Cependant, cette politique nationale n’empêchait pas la persistance, à l’échelle locale ou dans certains secteurs professionnels, de discriminations. Si certains travailleurs polonais bénéficièrent de conquêtes sociales du monde ouvrier, tel le statut des mineurs adopté le 14 juin 1946 qui garantissait logement et chauffage à ses bénéficiaires, ils pâtissaient bien souvent, après 1945, d’une situation désavantageuse. Ainsi, les Polonais travaillant dans les mines de fer en Alsace ne recevaient pas de combustible gratuit de leur employeur, contrairement à leurs collègues français. Le cas des ouvriers agricoles polonais peut également être noté : souvent astreints à des horaires de travail supérieurs au maximum légal et payés en dessous du minimum, les travaux les plus pénibles leur étaient souvent confiés.

 

Les facteurs d’une intégration massive

Pourtant, malgré cette condition souvent difficile, le rapatriement ne concerna pour l’ensemble de la période 1946-1948 qu’un effectif correspondant à 15 % de la population polonaise vivant en France en 1939. Pawel Sekowski avance plusieurs facteurs pour expliquer ce chiffre, peu élevé. La dimension idéologique, soit le refus de regagner une patrie soumise à la férule soviétique et communiste de Polonais sous l’influence des associations polonaises anticommunistes, ne lui semble pas déterminant. Le rôle de l’administration française, mentionné ci-dessus, semble l’avoir été bien davantage. Surtout, le processus d’intégration au sein de la société française constitua le facteur déterminant qui convainquit nombre de Polonais de demeurer en France. La faible proportion de Polonais nés en France dans les contingents de rapatriés, les Polonais nés en Pologne ou en Allemagne représentant sept rapatriés sur huit, en témoigne éloquemment. Ainsi, la densité de la vie associative, souvent vue comme un obstacle à l’intégration d’une population immigrée, paraît au contraire avoir favorisé l’ancrage, surtout local, des immigrés polonais en France. Pawel Sekowski souligne également le rôle de « facteur principal de l’intégration » joué par les enfants de la deuxième et de la troisième génération, qui ne souhaitaient pas s’établir dans « le pays des lointains souvenirs » de leurs parents.
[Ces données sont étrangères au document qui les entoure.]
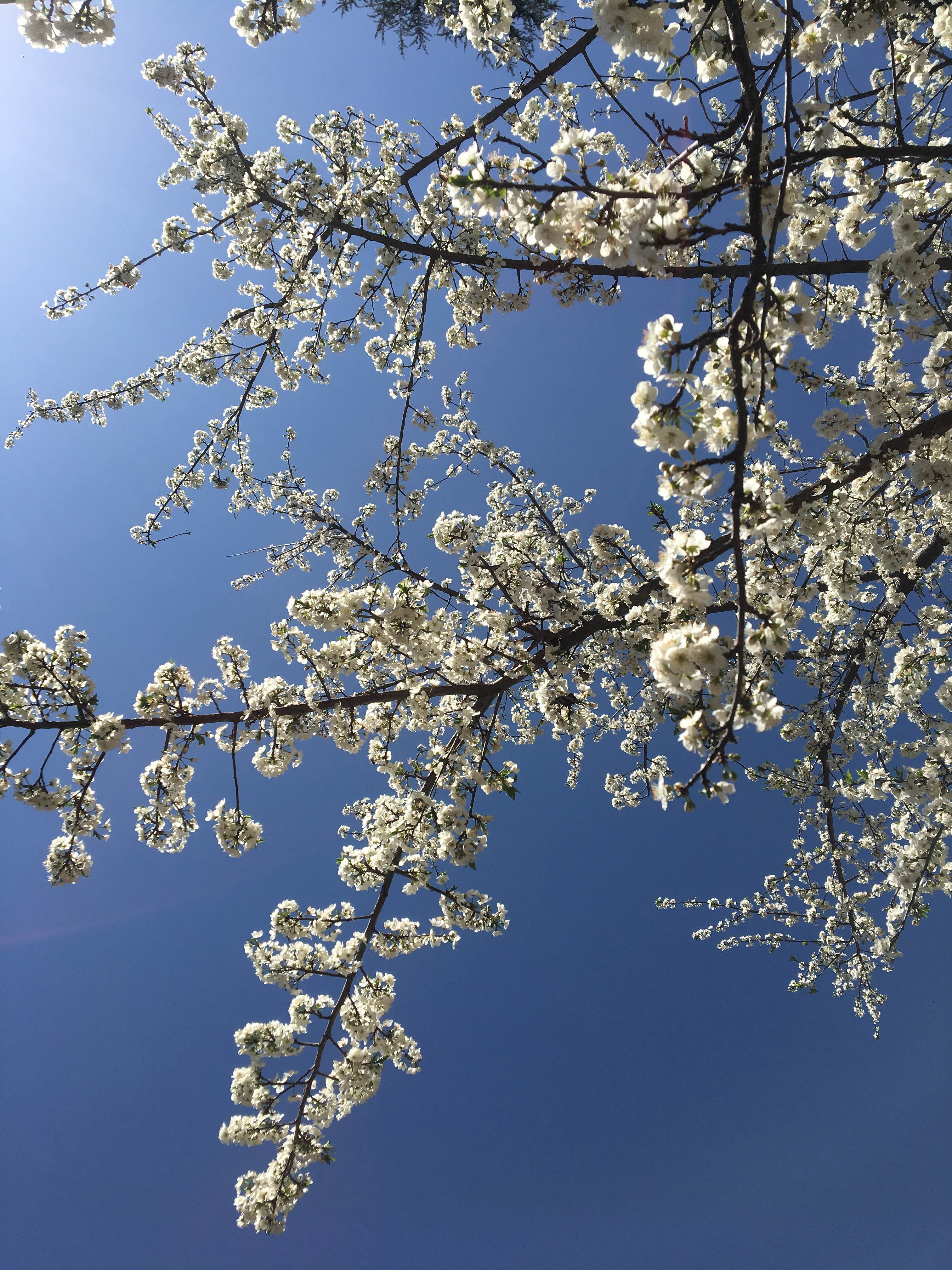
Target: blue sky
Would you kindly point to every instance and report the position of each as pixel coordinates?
(597, 1089)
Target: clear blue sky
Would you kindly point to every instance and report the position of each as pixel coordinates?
(597, 1090)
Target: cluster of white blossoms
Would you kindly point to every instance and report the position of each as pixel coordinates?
(257, 21)
(55, 25)
(794, 577)
(485, 23)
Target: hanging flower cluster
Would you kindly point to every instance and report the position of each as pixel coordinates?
(794, 577)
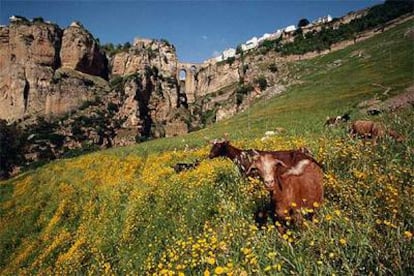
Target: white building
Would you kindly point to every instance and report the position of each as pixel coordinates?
(15, 18)
(290, 29)
(228, 53)
(323, 20)
(250, 44)
(264, 37)
(219, 58)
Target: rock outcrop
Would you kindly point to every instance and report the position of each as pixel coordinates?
(31, 84)
(81, 52)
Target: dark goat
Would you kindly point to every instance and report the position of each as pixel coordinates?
(179, 167)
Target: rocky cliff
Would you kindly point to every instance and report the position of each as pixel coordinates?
(31, 80)
(90, 98)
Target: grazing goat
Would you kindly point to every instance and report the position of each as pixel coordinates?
(179, 167)
(242, 158)
(333, 121)
(290, 187)
(373, 130)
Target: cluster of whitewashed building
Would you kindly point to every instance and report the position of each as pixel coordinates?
(254, 42)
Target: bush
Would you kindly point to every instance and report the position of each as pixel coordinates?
(272, 67)
(262, 82)
(11, 148)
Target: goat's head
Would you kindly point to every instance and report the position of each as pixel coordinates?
(218, 148)
(267, 166)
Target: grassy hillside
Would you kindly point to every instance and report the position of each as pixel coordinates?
(125, 211)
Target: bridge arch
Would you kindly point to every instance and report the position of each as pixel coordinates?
(186, 76)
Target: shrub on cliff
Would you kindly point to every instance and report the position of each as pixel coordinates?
(11, 148)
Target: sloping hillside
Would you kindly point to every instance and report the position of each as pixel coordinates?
(125, 211)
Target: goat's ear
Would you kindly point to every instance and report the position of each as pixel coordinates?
(280, 162)
(251, 167)
(253, 155)
(226, 137)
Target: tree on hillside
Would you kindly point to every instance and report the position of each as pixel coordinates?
(11, 148)
(303, 22)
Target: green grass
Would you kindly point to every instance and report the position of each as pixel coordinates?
(125, 211)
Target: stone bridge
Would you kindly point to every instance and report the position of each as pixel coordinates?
(186, 75)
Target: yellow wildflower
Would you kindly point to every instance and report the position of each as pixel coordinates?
(219, 270)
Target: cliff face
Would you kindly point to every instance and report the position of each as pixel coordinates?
(29, 55)
(30, 84)
(136, 94)
(81, 52)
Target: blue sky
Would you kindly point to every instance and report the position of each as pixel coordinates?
(198, 29)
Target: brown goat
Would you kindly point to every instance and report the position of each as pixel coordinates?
(373, 130)
(242, 158)
(290, 188)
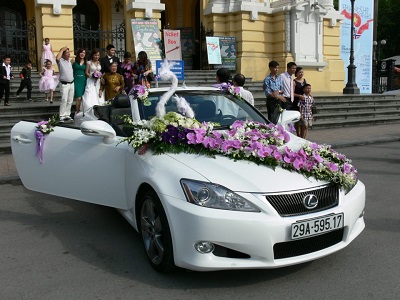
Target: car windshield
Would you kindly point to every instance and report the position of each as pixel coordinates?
(208, 106)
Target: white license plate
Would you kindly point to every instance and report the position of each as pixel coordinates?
(317, 226)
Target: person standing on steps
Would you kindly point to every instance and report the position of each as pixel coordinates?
(67, 83)
(5, 77)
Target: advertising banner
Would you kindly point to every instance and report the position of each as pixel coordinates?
(178, 68)
(363, 41)
(213, 50)
(172, 44)
(146, 37)
(228, 52)
(187, 44)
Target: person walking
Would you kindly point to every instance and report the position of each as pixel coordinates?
(92, 95)
(113, 83)
(305, 105)
(299, 82)
(67, 83)
(110, 58)
(5, 77)
(127, 72)
(48, 81)
(287, 85)
(239, 80)
(273, 91)
(26, 80)
(142, 69)
(79, 67)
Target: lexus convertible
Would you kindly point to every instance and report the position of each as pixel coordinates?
(222, 189)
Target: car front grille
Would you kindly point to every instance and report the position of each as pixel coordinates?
(308, 245)
(291, 204)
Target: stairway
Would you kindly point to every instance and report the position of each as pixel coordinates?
(333, 110)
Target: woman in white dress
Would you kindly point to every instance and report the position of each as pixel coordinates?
(91, 95)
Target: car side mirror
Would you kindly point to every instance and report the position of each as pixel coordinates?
(99, 128)
(289, 116)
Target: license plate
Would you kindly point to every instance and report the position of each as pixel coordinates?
(317, 226)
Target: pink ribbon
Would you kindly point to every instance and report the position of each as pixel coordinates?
(40, 142)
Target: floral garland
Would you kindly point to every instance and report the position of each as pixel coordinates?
(245, 140)
(140, 92)
(44, 128)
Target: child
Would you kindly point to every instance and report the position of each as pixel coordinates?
(49, 80)
(5, 77)
(306, 110)
(47, 52)
(26, 80)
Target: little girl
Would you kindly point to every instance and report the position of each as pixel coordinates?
(48, 81)
(47, 52)
(306, 110)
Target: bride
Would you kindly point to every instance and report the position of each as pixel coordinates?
(92, 95)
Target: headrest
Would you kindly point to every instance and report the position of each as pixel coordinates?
(121, 101)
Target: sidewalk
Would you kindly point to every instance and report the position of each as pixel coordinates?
(337, 137)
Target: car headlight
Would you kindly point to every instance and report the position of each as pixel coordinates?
(215, 196)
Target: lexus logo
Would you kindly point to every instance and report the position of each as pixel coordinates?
(310, 201)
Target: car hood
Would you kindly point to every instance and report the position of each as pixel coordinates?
(246, 176)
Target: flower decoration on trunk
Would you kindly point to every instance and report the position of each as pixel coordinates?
(263, 144)
(140, 92)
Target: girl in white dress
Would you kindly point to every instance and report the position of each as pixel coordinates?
(92, 96)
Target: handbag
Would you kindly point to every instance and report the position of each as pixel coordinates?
(314, 109)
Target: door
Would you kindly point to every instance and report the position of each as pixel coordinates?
(74, 165)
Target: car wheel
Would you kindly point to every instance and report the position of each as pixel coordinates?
(156, 233)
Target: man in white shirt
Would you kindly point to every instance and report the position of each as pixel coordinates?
(239, 80)
(287, 85)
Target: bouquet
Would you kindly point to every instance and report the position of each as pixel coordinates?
(44, 128)
(96, 75)
(141, 92)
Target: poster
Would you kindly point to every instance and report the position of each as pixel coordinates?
(213, 50)
(228, 52)
(146, 37)
(187, 44)
(363, 39)
(172, 44)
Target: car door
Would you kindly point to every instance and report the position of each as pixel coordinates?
(74, 165)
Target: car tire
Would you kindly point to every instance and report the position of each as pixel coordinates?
(156, 234)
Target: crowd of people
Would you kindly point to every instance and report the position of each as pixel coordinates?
(87, 80)
(285, 92)
(92, 82)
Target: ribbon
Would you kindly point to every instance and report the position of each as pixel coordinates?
(40, 142)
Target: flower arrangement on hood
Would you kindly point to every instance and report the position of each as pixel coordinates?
(44, 128)
(263, 144)
(140, 92)
(229, 89)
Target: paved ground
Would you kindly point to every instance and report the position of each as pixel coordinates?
(337, 137)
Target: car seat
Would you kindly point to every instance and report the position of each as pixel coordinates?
(206, 111)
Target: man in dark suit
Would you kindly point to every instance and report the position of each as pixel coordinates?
(106, 61)
(5, 78)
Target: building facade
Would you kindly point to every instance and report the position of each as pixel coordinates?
(304, 31)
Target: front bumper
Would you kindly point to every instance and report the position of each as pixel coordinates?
(253, 234)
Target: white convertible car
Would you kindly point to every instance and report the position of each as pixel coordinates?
(274, 202)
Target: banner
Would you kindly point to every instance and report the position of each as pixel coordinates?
(363, 39)
(146, 37)
(187, 44)
(228, 52)
(213, 50)
(178, 68)
(172, 44)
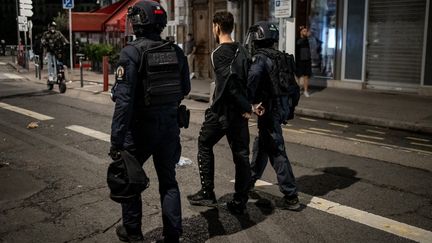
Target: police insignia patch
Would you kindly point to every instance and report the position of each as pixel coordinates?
(120, 73)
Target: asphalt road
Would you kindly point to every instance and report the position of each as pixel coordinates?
(353, 188)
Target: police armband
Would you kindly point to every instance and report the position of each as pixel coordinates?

La conscience d’un certaine réussite matérielle – achat d’une maison, d’un lopin de terre – et professionnelle en France, largement partagée, et l’espoir que la génération suivante connaîtrait une ascension sociale dans le pays d’accueil motiva visiblement de nombreux Polonais.

Ainsi, davantage encore que vers la politique conduite par l’État français envers les travailleurs étrangers après 1945, c’est vers les mécanismes de l’intégration des Polonais en France sur le long terme que l’on trouve la cause profonde du choix d’une large majorité de Polonais de rester en France. Pawel Sekowski examine avec minutie l’ensemble des indices de la « francisation » des Polonais vivant en France sur la période allant des années 1920 aux années 1940 : habitudes culinaires mixtes, baisse du taux de fécondité, pratique de la langue française au sein du cercle familial, lecture de la presse française au détriment de la presse en langue polonaise, disparition des tenues traditionnelles et des costumes folkloriques hors des jours de fêtes, déclin de la pratique catholique et progrès de l’indifférence religieuse, adhésion aux idées de gauche dans des proportions bien supérieures à la population polonaise de Pologne. Bien davantage que l’ampleur des naturalisations de la seconde moitié des années 1940, dont l’auteur montre bien tous les faux-semblants, ces évolutions entamées dès l’entre-deux-guerres disent l’ampleur du processus d’intégration qui connait son aboutissement en 1945-1949. Ce processus n’apparaît cependant pas comme contradictoire avec la conservation d’éléments de la culture d’origine, longtemps persistants, ce qui motive le rejet par l’auteur du terme d’ « assimilation ».

 

Présentation claire et argumentée des processus conduisant à l’intégration des Polonais de France dans la société française au cœur du XXe siècle, ce livre constitue un jalon essentiel de l’historiographie française de l’immigration, dans la lignée des travaux de Gérard Noiriel et de Janine Ponty. Il contribue à éclairer les mécanismes politiques, sociaux et culturels de l’intégration dans la société française. À l’heure des polémiques récurrentes sur l’inefficacité du « modèle français » d’intégration et sur le caractère prétendument « inassimilable » de certaines populations immigrées, il apporte une note réjouissante d’espoir.